Finding the Right NYC Bar

Posted on May 8, 2014

"Anywhere is walking distance, if you've got the time.

- Stephen Wright

A few months ago I was tasked with the following question: do bars located near many other bars do a brisk business because of the foot traffic? or does too much competition cut into a bar's revenue. Along the way I was able to identify the top rated bars for those who like popular watering holes, as well as those highly rated out of the way places - for those of us who like a little quiet with our scotch.

I started with a list of 615 Manhattan bars, and the following information: address, number of online reviews, and the bars' ratings. To determine how many bars are in near proximity to other bars, the distance of every bar to every other bar had to be calculated. The latitude and longitude was downloaded for every bar's location using ggmap and a simple code:

addresses <- with(bars, paste(street, city, "NY", sep=", "))   #create readable addresses from .csv file
locs <- geocode(addresses)

A double loop was used to create a 615 by 615 matrix of the distance between every bar and every other bar:

traffic <- function(blocks,lat,lon){
distance <- matrix(1,615,615) #initialize the matrix
for (i in 1:length(lat)) {
for (j in 1:length(lat)) {
distance[i,j] <- abs(lat[i]-lat[j]) + abs(lon[i]-lon[j])
} }
distance <- distance*1000 #scale numbers to approximately 1 equal to one block
index.dist = (distance <= blocks) # the number of bars that are within x "blocks" of any single bar
result = rowSums(index.dist)-1 #exclude any bars distance from itself

crowd <-traffic(blocks,lat,lon)

For the sake of analysis, the number of reviews was used as a proxy for the amount of business a bar does. Using this measure it turns out there is no statistically significant relationship between how close a bar is to other bars and how much business it does. Anecdotally, however, at least in this sample, there appears to be a relationship that is characteristically New York.

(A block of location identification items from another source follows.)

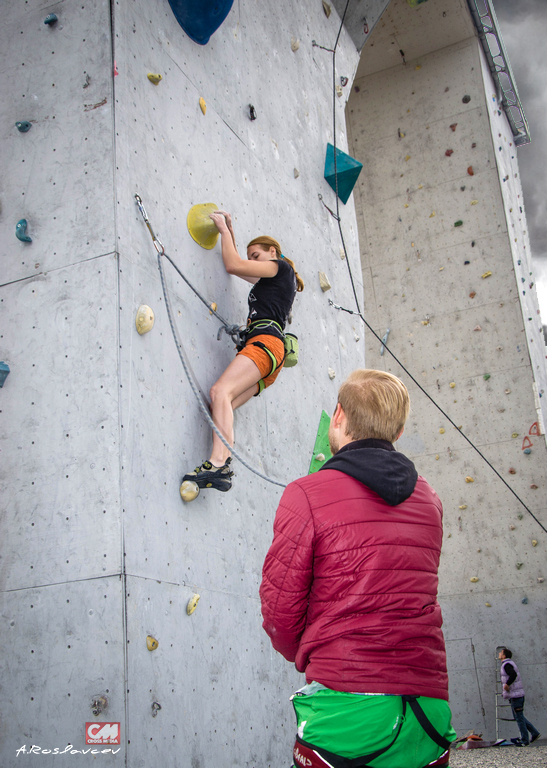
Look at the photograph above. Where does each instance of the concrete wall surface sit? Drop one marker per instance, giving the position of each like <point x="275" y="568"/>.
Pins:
<point x="445" y="260"/>
<point x="98" y="424"/>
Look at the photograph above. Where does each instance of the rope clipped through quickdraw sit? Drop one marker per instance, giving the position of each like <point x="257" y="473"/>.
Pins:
<point x="180" y="349"/>
<point x="336" y="216"/>
<point x="230" y="330"/>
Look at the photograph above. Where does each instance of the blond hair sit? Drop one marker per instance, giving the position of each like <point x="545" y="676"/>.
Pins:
<point x="268" y="242"/>
<point x="376" y="405"/>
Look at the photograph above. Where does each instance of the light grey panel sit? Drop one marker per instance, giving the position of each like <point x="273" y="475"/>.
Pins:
<point x="59" y="175"/>
<point x="223" y="692"/>
<point x="59" y="426"/>
<point x="66" y="649"/>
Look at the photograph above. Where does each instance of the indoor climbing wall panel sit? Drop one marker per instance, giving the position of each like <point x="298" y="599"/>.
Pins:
<point x="446" y="262"/>
<point x="99" y="423"/>
<point x="213" y="671"/>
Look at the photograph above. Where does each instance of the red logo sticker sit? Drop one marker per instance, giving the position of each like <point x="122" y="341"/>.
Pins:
<point x="102" y="733"/>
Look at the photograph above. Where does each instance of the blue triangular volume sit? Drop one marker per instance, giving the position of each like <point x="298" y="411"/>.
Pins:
<point x="348" y="170"/>
<point x="200" y="19"/>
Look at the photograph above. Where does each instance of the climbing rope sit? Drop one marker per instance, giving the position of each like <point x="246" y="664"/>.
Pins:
<point x="231" y="330"/>
<point x="383" y="341"/>
<point x="180" y="349"/>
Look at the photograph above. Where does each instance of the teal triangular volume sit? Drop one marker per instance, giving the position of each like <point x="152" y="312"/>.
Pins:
<point x="347" y="168"/>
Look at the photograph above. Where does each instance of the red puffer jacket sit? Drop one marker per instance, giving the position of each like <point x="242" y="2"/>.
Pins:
<point x="349" y="589"/>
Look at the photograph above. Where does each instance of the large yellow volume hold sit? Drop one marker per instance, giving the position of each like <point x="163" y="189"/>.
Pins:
<point x="201" y="227"/>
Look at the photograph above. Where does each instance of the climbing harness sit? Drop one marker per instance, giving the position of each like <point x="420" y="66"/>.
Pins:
<point x="311" y="756"/>
<point x="336" y="216"/>
<point x="231" y="330"/>
<point x="180" y="349"/>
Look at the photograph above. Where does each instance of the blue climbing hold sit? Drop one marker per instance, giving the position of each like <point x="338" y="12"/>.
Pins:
<point x="21" y="231"/>
<point x="4" y="370"/>
<point x="200" y="20"/>
<point x="347" y="170"/>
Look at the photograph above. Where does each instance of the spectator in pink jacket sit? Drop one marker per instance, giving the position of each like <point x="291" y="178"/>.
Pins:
<point x="349" y="594"/>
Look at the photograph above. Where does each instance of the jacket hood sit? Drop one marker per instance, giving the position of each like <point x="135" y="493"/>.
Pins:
<point x="377" y="464"/>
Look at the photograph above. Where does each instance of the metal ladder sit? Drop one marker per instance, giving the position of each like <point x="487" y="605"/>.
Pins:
<point x="500" y="701"/>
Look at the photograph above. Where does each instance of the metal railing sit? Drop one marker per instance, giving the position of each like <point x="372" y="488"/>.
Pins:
<point x="486" y="22"/>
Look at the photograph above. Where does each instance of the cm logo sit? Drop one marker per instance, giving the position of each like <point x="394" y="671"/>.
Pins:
<point x="102" y="733"/>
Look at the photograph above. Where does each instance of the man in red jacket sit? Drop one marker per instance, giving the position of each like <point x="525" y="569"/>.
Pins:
<point x="349" y="593"/>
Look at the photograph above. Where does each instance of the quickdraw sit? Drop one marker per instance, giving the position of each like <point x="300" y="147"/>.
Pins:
<point x="233" y="331"/>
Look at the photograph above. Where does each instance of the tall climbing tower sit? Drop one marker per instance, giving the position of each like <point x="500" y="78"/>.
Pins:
<point x="435" y="118"/>
<point x="100" y="557"/>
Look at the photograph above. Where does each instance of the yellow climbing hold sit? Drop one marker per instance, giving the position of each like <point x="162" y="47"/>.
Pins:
<point x="192" y="604"/>
<point x="324" y="282"/>
<point x="144" y="320"/>
<point x="200" y="225"/>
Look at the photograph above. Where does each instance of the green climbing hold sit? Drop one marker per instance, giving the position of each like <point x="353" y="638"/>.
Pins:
<point x="21" y="231"/>
<point x="321" y="449"/>
<point x="347" y="171"/>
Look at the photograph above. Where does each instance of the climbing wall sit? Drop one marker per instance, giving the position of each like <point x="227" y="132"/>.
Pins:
<point x="98" y="423"/>
<point x="446" y="273"/>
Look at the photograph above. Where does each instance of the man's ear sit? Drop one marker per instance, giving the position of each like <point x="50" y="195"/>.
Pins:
<point x="337" y="416"/>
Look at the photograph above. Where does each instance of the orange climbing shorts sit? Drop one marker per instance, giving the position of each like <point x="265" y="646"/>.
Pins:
<point x="262" y="359"/>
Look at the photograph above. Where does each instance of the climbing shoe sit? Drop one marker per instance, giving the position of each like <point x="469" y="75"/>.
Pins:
<point x="209" y="476"/>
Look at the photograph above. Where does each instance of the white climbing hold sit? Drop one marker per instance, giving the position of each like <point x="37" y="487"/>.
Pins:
<point x="144" y="320"/>
<point x="192" y="604"/>
<point x="324" y="282"/>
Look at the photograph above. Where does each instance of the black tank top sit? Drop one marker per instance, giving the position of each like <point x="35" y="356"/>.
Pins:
<point x="271" y="298"/>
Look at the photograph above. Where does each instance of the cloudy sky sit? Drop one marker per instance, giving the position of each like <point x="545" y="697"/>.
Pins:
<point x="523" y="25"/>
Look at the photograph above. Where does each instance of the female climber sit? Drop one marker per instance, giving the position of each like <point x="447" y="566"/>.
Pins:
<point x="262" y="352"/>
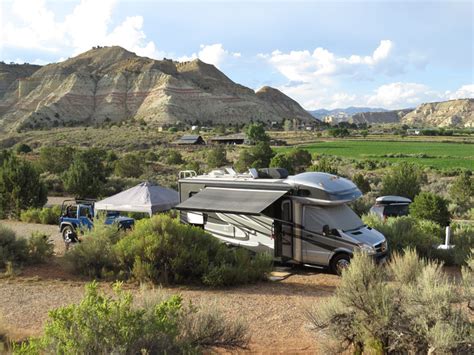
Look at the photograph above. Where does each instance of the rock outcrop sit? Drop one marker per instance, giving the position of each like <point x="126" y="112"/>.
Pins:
<point x="452" y="113"/>
<point x="379" y="117"/>
<point x="110" y="84"/>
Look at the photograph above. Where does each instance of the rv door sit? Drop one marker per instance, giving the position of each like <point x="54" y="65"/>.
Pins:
<point x="286" y="235"/>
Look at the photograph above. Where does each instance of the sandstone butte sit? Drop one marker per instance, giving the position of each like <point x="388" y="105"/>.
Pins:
<point x="111" y="84"/>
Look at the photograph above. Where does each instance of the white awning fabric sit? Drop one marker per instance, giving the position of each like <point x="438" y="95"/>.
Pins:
<point x="223" y="200"/>
<point x="145" y="197"/>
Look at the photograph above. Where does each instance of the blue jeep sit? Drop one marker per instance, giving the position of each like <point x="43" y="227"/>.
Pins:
<point x="78" y="215"/>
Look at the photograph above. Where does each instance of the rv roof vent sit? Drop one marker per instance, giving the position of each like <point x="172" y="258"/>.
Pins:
<point x="273" y="173"/>
<point x="254" y="173"/>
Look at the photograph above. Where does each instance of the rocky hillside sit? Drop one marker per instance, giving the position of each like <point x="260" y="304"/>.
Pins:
<point x="379" y="117"/>
<point x="452" y="113"/>
<point x="283" y="105"/>
<point x="9" y="73"/>
<point x="110" y="84"/>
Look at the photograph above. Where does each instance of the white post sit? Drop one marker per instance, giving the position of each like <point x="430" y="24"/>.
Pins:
<point x="448" y="236"/>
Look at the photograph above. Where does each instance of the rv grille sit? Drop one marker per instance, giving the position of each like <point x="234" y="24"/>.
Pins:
<point x="381" y="247"/>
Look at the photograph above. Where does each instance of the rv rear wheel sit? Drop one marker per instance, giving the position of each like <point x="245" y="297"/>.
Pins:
<point x="340" y="262"/>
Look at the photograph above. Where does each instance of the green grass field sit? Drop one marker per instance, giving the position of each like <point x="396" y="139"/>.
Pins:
<point x="439" y="155"/>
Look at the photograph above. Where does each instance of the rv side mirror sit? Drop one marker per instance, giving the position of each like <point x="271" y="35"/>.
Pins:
<point x="325" y="229"/>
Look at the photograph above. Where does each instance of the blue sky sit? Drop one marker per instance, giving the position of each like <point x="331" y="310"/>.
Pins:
<point x="329" y="54"/>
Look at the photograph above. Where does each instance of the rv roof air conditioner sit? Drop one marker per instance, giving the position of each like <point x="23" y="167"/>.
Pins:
<point x="272" y="173"/>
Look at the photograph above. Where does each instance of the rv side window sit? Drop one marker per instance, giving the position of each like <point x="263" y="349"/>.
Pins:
<point x="286" y="210"/>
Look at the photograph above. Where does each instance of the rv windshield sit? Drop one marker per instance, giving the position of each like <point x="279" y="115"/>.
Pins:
<point x="339" y="217"/>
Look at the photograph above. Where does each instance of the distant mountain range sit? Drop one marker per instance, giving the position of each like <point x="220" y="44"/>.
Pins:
<point x="346" y="112"/>
<point x="111" y="84"/>
<point x="452" y="113"/>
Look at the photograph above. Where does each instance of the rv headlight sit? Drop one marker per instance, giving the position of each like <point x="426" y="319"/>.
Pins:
<point x="367" y="248"/>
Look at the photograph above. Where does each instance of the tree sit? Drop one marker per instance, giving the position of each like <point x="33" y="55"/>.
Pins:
<point x="362" y="183"/>
<point x="256" y="133"/>
<point x="430" y="206"/>
<point x="174" y="157"/>
<point x="87" y="174"/>
<point x="20" y="186"/>
<point x="462" y="190"/>
<point x="404" y="179"/>
<point x="217" y="157"/>
<point x="258" y="156"/>
<point x="288" y="125"/>
<point x="130" y="165"/>
<point x="325" y="165"/>
<point x="295" y="161"/>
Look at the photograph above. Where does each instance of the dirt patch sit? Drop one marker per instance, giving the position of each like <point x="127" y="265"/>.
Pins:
<point x="274" y="311"/>
<point x="24" y="230"/>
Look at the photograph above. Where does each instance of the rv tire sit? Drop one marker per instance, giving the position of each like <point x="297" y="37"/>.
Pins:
<point x="339" y="262"/>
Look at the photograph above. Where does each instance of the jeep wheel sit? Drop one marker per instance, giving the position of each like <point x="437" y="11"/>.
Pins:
<point x="339" y="263"/>
<point x="69" y="236"/>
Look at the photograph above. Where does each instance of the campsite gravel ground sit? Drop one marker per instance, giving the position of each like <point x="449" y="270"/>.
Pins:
<point x="274" y="311"/>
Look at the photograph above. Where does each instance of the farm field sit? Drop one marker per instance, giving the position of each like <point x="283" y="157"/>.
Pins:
<point x="439" y="155"/>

When there are 5 or less bars within a 1 block radius, there is a lot of traffic (avg. review count = 222), but when there are 10 bars within a block, competition  hurts everyone a little bit (avg. review count = 179).  Finally, if the ten nearest bars are within 5 blocks...well, 5 blocks is just too far for a New Yorker to walk!

Now for the fun facts.  Two data frames were created so that highly rated /high traffic bars could be mapped, and highly rated / low traffic bars could be mapped.

lo.traf <- subset(manhattan, crowd<=1 & rating == 5)
hi.traf <- subset(manhattan, crowd >= 5 & rating >= 4.5)

ggmap makes it easy to download maps that can then be used with ggplot2.  It just takes a little trial and error to get the exact lattitude / longitude dimensions that fit the data:

nycmap <- get_googlemap(center = c(lon = -73.99, lat = 40.725), zoom=14)

The first map shows the best choices for those of us who don't especially like crowds. These are the highest rated bars among the least crowded choices.

p + geom_point(data=lo.traf, aes(x=lon, y=lat), color="red", size=3) +   geom_text(data=lo.traf, color="navy", label=name.lo, vjust=1.5, size=4)

map lo largest pring

Google maps, while easy to download and use, doesn't offer a lot of options in terms of color and style. The map above is rather too dark for adding text. While the colors can be changed, this needs to be done pixel by pixel, and "nycmap" has over 400,000 pixels! Daunting?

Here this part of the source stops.